Fossil of Flying Dino-Age Reptile Found
Scientists say they've discovered the fossilized bones of a new type of pterosaur, a flying dinosaur-age reptile, which lived about 68 million years ago and had a wingspan of nearly 10 feet (3-meters).
The skeletal bits of the mid-sized pterosaur were found in Sebeş-Glod in Romania's Transylvanian Basin, famous for its rich array of Late Cretaceous fossils, including crocodylomorphs (ancient relatives of crocodiles), mammals, turtles and dinosaurs like the dwarf sauropod Magyarosaurus dacus and the dromaeosaur Balaur. Scientists dubbed the new reptile Eurazhdarcho langendorfensis and say it belonged to a group of pterosaurs called the azhdarchids.
Pterosaurs lived among the dinosaurs and became extinct about the same time, but they were not dinosaurs. They are sometimes wrongly called pterodactyls, which actually just describes the first genus of pterosaur discovered by scientists in the 18th century. Small pterosaurs developed during the Triassic Period, about 230 to 200 million years ago. Later, during the Jurassic and Cretaceous periods, more advanced forms of the flying reptiles, like azhdarchids, started evolving.

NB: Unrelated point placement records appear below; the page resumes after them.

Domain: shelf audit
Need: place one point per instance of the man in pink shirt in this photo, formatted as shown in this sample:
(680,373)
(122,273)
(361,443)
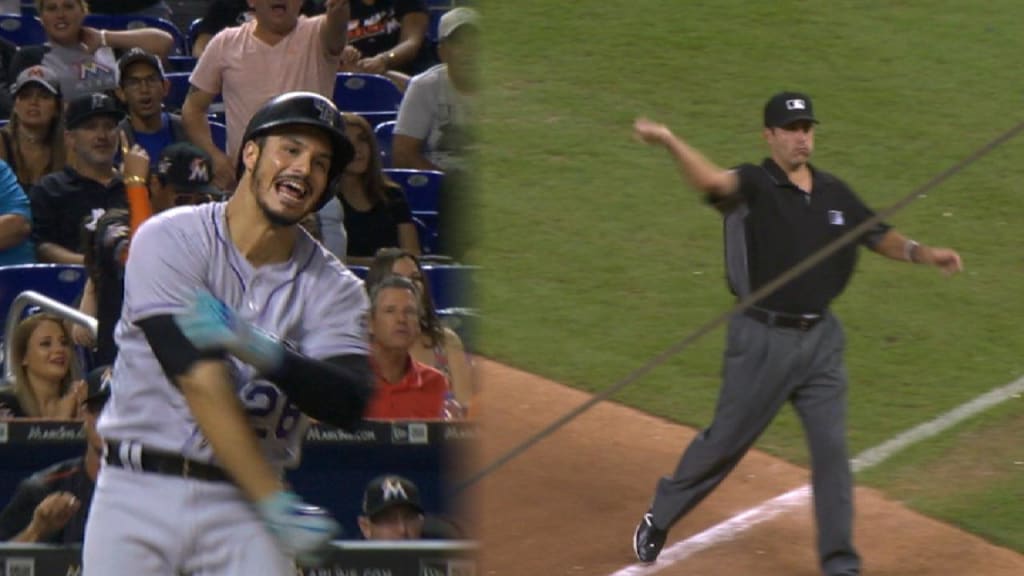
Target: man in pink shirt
(276,51)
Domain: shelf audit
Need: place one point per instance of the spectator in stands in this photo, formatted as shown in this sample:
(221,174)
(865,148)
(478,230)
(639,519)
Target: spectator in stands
(142,87)
(437,345)
(82,56)
(15,221)
(434,128)
(181,176)
(33,141)
(224,13)
(404,387)
(7,52)
(331,224)
(62,201)
(376,210)
(392,510)
(388,36)
(153,8)
(432,131)
(41,356)
(278,51)
(51,505)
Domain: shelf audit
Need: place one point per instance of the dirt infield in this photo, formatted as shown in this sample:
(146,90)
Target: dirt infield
(569,504)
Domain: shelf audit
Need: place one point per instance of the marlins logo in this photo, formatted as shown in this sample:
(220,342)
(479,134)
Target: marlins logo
(199,171)
(393,490)
(327,112)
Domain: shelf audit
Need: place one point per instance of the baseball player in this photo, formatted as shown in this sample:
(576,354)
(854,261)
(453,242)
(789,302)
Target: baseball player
(208,403)
(788,346)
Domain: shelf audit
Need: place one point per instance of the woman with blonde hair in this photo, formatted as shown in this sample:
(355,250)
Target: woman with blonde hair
(439,346)
(82,56)
(375,211)
(41,358)
(33,141)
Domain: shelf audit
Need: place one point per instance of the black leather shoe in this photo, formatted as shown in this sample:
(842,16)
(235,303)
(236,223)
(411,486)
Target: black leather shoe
(648,539)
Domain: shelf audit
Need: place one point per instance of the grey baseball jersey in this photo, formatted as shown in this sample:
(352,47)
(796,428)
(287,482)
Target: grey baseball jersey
(311,301)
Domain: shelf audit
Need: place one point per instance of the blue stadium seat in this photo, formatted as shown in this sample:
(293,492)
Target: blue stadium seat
(377,118)
(22,30)
(427,233)
(423,188)
(384,132)
(192,33)
(129,22)
(60,282)
(366,92)
(218,132)
(451,285)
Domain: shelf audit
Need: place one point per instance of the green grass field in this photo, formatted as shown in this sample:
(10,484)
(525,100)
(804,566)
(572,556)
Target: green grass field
(596,257)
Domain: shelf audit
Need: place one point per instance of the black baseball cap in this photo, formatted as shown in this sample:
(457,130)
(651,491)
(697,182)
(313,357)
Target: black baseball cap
(85,107)
(385,492)
(186,167)
(97,384)
(136,55)
(785,108)
(38,75)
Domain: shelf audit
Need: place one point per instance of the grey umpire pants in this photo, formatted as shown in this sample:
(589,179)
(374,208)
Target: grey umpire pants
(764,367)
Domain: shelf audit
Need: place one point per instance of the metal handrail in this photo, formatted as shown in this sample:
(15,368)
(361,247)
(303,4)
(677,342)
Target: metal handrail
(30,298)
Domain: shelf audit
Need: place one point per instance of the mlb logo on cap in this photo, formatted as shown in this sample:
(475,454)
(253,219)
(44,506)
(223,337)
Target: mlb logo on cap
(786,108)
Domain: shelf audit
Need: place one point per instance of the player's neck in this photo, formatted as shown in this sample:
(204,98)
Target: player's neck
(259,241)
(91,462)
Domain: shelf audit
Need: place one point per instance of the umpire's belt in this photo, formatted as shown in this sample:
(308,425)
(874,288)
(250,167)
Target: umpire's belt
(132,456)
(802,322)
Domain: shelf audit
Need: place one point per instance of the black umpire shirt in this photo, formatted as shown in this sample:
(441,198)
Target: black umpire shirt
(776,224)
(65,200)
(69,476)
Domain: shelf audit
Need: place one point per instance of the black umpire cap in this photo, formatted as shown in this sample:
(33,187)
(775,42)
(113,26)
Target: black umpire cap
(785,108)
(85,107)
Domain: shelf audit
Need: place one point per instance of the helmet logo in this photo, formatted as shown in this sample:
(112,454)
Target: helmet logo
(326,111)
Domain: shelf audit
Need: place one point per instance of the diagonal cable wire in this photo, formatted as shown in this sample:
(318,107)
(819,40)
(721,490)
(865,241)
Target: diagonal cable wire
(741,304)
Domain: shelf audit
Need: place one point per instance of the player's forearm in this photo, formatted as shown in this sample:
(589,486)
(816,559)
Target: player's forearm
(49,252)
(31,534)
(896,246)
(88,303)
(334,35)
(220,416)
(696,169)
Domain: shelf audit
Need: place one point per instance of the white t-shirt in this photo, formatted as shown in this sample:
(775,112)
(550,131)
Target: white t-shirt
(433,112)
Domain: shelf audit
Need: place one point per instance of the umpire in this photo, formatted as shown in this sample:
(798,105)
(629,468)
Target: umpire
(788,346)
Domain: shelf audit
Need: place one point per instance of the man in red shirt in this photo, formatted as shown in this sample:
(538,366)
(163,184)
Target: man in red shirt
(404,387)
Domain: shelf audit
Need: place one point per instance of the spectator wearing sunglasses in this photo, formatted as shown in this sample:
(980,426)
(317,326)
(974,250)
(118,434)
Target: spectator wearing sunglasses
(51,505)
(142,88)
(181,177)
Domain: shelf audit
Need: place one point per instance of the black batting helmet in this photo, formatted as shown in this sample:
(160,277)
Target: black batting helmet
(307,109)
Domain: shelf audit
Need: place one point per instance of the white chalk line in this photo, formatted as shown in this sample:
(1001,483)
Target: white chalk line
(735,526)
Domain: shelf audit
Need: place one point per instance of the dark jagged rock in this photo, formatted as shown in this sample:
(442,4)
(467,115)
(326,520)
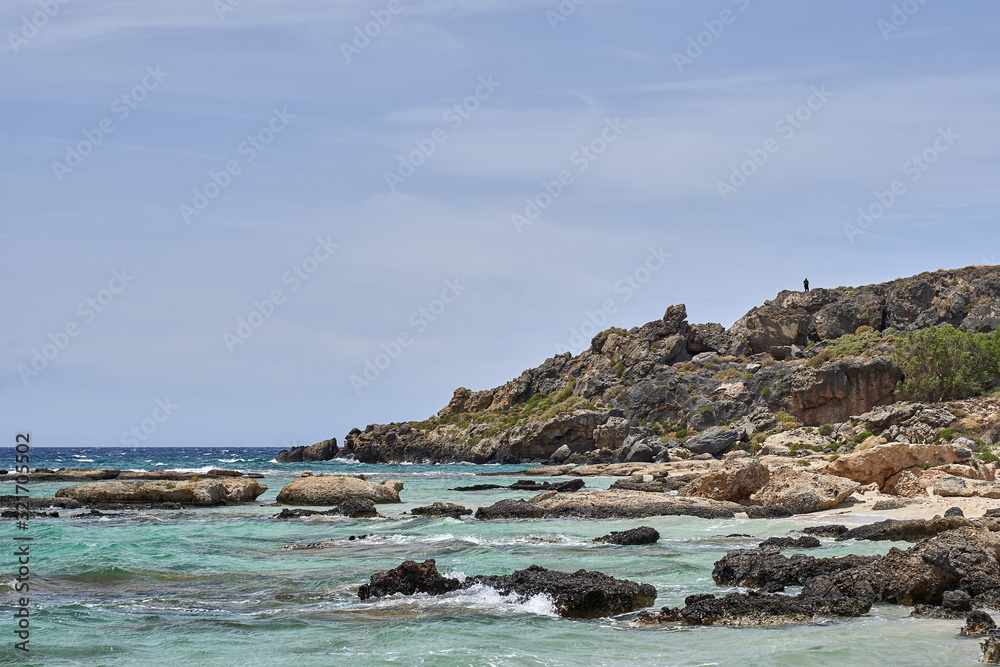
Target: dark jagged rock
(827,530)
(409,578)
(756,568)
(911,530)
(633,536)
(20,514)
(39,503)
(754,609)
(510,509)
(580,594)
(439,509)
(978,623)
(772,512)
(991,650)
(321,451)
(889,504)
(806,542)
(561,487)
(354,508)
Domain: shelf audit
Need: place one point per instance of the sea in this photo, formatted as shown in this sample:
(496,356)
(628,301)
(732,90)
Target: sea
(214,586)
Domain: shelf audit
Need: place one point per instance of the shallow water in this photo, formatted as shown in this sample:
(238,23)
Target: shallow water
(212,586)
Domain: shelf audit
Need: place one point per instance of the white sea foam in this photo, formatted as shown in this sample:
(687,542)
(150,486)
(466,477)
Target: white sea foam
(478,598)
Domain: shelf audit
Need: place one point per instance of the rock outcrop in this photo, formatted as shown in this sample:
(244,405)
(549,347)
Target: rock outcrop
(600,504)
(579,594)
(631,537)
(802,492)
(670,386)
(225,491)
(321,451)
(335,490)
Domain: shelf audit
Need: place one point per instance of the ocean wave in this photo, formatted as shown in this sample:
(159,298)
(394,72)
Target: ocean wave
(479,598)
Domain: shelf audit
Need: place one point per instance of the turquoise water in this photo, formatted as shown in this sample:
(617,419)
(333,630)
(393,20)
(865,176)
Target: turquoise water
(212,586)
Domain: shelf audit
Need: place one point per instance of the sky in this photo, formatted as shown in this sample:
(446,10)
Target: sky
(264,223)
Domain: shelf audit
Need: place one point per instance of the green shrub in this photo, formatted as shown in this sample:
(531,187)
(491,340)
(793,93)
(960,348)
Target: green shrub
(943,363)
(824,355)
(853,345)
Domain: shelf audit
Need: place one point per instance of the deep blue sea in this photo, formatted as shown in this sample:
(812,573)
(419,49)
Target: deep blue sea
(212,586)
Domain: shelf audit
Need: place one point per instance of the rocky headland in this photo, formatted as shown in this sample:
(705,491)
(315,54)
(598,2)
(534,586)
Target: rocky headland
(801,373)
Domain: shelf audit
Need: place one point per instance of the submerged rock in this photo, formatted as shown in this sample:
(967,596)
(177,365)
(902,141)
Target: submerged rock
(441,509)
(409,578)
(754,609)
(779,543)
(228,491)
(580,594)
(633,536)
(334,490)
(321,451)
(601,504)
(353,508)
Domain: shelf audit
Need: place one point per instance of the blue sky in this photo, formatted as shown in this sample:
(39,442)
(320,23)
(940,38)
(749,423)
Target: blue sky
(182,163)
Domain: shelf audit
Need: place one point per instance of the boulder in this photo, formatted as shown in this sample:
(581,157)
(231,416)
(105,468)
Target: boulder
(633,536)
(353,508)
(733,482)
(881,462)
(321,451)
(439,509)
(580,594)
(712,441)
(754,609)
(803,492)
(409,578)
(334,490)
(608,504)
(187,492)
(779,543)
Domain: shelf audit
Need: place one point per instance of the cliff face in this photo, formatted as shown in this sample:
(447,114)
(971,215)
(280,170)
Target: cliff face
(636,393)
(964,298)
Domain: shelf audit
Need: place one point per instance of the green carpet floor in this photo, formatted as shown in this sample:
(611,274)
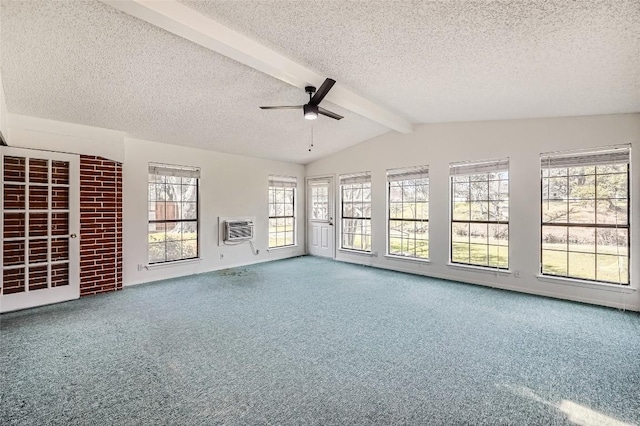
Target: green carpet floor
(309,341)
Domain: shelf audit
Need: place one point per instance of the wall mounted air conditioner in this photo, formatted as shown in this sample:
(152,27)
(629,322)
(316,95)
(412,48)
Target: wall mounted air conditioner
(238,230)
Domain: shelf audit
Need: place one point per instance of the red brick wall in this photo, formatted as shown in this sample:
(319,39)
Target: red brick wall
(100,225)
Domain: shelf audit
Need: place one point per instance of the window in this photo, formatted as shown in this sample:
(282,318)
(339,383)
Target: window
(320,203)
(408,212)
(282,221)
(173,213)
(585,215)
(480,213)
(355,195)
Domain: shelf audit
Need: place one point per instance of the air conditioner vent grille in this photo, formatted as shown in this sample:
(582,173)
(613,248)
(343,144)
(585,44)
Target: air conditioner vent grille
(238,230)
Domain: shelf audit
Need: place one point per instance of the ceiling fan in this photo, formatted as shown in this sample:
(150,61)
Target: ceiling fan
(312,109)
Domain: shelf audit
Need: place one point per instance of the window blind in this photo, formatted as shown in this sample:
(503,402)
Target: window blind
(604,156)
(362,177)
(177,171)
(282,181)
(479,167)
(408,173)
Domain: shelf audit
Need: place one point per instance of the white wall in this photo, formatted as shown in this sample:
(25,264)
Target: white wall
(51,135)
(4,114)
(522,141)
(230,186)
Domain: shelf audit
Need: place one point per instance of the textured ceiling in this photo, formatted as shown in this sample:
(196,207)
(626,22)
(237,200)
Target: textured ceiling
(87,63)
(437,61)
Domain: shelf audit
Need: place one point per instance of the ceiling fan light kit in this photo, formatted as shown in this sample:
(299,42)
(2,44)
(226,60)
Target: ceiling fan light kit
(310,111)
(312,108)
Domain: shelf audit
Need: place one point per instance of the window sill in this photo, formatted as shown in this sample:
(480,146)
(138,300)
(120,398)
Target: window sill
(360,253)
(282,248)
(408,259)
(484,269)
(587,284)
(174,263)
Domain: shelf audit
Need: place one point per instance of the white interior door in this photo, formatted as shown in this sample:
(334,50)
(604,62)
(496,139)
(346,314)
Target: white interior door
(39,254)
(320,229)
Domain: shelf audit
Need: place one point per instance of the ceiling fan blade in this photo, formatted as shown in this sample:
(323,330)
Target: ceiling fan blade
(284,107)
(322,91)
(329,113)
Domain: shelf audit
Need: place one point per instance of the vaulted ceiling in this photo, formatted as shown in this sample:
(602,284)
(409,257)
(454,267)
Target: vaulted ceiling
(167,74)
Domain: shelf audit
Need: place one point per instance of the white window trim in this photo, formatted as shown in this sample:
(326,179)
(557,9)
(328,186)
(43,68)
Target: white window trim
(501,164)
(171,263)
(184,171)
(350,179)
(614,152)
(423,171)
(277,181)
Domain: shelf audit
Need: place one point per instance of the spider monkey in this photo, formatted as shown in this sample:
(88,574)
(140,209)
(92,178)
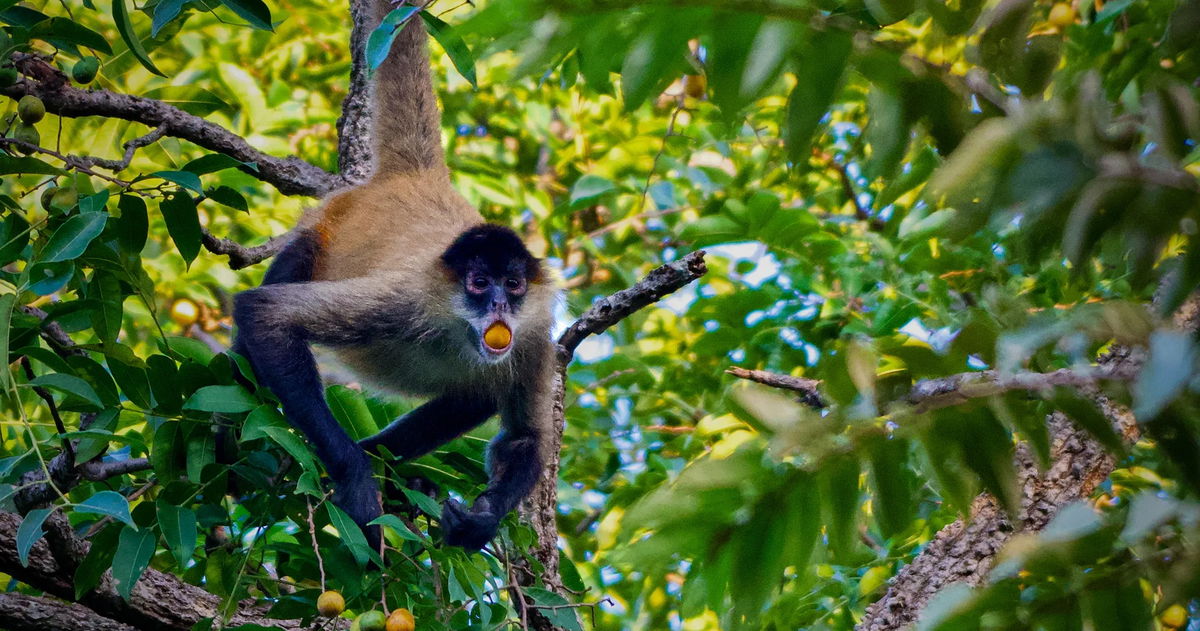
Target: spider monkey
(403,281)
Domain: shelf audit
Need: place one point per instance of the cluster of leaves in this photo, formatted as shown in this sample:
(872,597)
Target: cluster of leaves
(888,191)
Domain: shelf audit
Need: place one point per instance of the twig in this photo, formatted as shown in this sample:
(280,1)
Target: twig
(611,310)
(289,175)
(805,388)
(131,146)
(239,254)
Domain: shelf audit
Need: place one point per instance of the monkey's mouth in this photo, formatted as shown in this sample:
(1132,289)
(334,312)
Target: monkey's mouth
(497,338)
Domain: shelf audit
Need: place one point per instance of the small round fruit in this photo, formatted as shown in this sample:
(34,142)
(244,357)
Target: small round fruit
(48,196)
(1062,16)
(330,604)
(25,133)
(1175,617)
(372,620)
(401,620)
(85,70)
(498,336)
(30,109)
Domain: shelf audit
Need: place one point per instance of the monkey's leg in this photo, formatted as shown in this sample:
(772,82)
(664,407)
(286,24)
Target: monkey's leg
(515,463)
(433,424)
(276,323)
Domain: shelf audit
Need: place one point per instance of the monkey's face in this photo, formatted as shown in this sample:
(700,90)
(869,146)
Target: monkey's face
(495,271)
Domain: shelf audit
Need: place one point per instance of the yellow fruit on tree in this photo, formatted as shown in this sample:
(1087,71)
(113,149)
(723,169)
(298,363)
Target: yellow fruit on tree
(330,604)
(1062,16)
(184,312)
(498,336)
(401,620)
(372,620)
(1175,617)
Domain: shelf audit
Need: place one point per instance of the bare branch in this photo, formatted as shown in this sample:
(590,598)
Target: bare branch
(807,388)
(160,600)
(289,175)
(239,254)
(609,311)
(19,612)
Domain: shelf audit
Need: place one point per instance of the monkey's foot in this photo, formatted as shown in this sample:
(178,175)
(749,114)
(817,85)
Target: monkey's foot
(469,528)
(359,497)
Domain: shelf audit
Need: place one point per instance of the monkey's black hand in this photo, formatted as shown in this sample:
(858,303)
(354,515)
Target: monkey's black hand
(469,528)
(358,494)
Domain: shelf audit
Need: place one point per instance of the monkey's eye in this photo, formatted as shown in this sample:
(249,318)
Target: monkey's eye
(478,283)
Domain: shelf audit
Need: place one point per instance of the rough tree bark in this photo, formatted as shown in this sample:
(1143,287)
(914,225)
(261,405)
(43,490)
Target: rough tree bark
(965,550)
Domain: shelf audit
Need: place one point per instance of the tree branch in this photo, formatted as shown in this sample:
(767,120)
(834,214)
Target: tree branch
(239,254)
(609,311)
(540,508)
(160,600)
(289,175)
(19,612)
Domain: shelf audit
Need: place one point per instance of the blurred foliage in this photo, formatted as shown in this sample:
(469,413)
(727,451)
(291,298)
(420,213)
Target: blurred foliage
(889,190)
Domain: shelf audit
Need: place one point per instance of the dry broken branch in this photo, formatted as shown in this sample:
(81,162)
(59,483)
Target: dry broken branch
(289,175)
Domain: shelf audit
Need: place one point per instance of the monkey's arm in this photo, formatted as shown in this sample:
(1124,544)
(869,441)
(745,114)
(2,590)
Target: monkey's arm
(515,460)
(433,424)
(275,325)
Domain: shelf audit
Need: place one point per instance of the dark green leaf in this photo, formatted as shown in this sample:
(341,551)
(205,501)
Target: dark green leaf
(183,224)
(178,524)
(108,503)
(819,78)
(382,37)
(133,552)
(29,532)
(125,26)
(451,42)
(73,236)
(252,11)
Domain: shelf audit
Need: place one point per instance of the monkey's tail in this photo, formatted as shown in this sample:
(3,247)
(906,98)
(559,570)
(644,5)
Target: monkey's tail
(406,133)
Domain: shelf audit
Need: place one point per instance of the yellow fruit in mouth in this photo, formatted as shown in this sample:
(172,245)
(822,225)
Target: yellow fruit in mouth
(498,336)
(401,620)
(330,604)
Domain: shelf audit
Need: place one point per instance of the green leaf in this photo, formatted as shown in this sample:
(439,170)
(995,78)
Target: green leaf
(893,499)
(591,187)
(381,38)
(228,197)
(190,98)
(133,552)
(73,236)
(69,384)
(10,164)
(165,12)
(223,398)
(183,224)
(252,11)
(133,224)
(352,535)
(183,178)
(125,26)
(819,79)
(1169,368)
(555,607)
(6,304)
(29,532)
(108,503)
(64,32)
(451,42)
(178,524)
(396,526)
(215,162)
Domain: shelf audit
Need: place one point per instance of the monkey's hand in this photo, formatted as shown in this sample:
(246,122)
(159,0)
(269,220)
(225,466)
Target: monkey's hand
(358,494)
(469,528)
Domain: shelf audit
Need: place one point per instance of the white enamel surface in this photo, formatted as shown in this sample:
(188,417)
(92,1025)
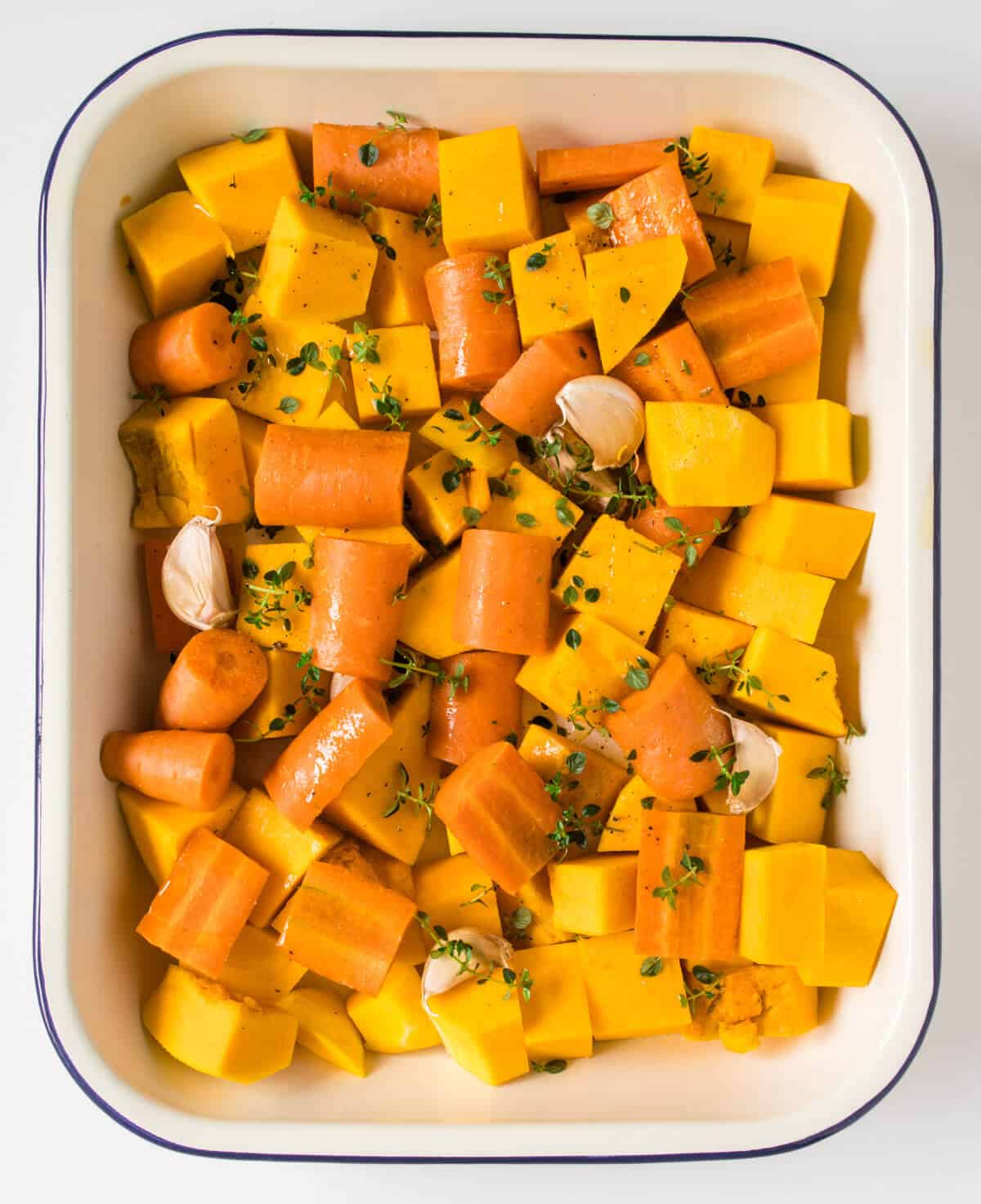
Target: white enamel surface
(661,1096)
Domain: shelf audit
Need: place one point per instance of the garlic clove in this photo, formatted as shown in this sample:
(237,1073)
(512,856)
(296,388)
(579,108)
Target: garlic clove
(194,575)
(607,413)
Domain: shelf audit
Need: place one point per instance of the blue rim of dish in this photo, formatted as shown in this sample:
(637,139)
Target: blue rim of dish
(38,970)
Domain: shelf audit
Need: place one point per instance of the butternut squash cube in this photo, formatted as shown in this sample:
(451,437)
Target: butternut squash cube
(705,454)
(762,595)
(549,287)
(316,260)
(800,217)
(804,535)
(622,1000)
(556,1018)
(629,289)
(595,895)
(240,185)
(739,165)
(177,251)
(186,458)
(488,191)
(325,1028)
(394,1021)
(622,580)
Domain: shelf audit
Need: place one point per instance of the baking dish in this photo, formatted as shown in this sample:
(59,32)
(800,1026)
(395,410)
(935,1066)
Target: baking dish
(660,1099)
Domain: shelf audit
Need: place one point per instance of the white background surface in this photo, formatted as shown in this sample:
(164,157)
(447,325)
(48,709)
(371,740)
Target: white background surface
(921,1142)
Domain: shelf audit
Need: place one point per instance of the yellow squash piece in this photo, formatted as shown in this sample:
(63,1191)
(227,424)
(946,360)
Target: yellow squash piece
(240,185)
(622,1000)
(186,458)
(757,593)
(201,1025)
(629,288)
(488,191)
(176,251)
(394,1021)
(705,454)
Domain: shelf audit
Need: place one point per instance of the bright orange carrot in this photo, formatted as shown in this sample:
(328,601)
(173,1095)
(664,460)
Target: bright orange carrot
(499,809)
(346,927)
(403,175)
(479,338)
(672,366)
(755,323)
(188,351)
(190,768)
(359,589)
(578,168)
(657,204)
(668,722)
(217,677)
(330,478)
(690,884)
(489,709)
(201,909)
(524,397)
(502,593)
(330,750)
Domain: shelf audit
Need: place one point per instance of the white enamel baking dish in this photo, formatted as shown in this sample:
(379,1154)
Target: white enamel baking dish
(659,1099)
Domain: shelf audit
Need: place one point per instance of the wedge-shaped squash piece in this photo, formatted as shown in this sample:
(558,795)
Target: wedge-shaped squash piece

"These were long-necked, long-beaked pterosaurs whose wings were strongly adapted for a soaring lifestyle," researcher Darren Naish, a paleontologist from the U.K.'s University of Southampton, said in a statement. "Several features of their wing and hind limb bones show that they could fold their wings up and walk on all fours when needed."
The wingspan of Eurazhdarcho indicates it would have been "large, but not gigantic" compared to some of its cousins, Naish said. (The researchers pointed to the example of the giant azhdarchid, Hatzegopteryx thambema, whose bones found in the Romanian town of Haţeg show that its wings would have stretched out 36 feet, or 11 meters, during flight.) The discovery brings new evidence to the debate about how azhdarchids lived, the scientists say.
"It has been suggested that they grabbed prey from the water while in flight, that they patrolled wetlands and hunted in a heron or stork-like fashion, or that they were like gigantic sandpipers, hunting by pushing their long bills into mud," Gareth Dyke, a paleontologist from the National Oceanography Centre Southampton, said in a statement.
The newly found fossil was uncovered alongside dinosaurs and other terrestrial animals, suggesting that azhdarchids stalked small animal prey in woodlands, plains and scrublands rather than in coastal habitats.
"Eurazhdarcho supports this view of azhdarchids, since these fossils come from an inland, continental environment where there were forests and plains as well as large, meandering rivers and swampy regions," Dyke said.
The findings were detailed online Jan. 30 in the journal PLOS ONE.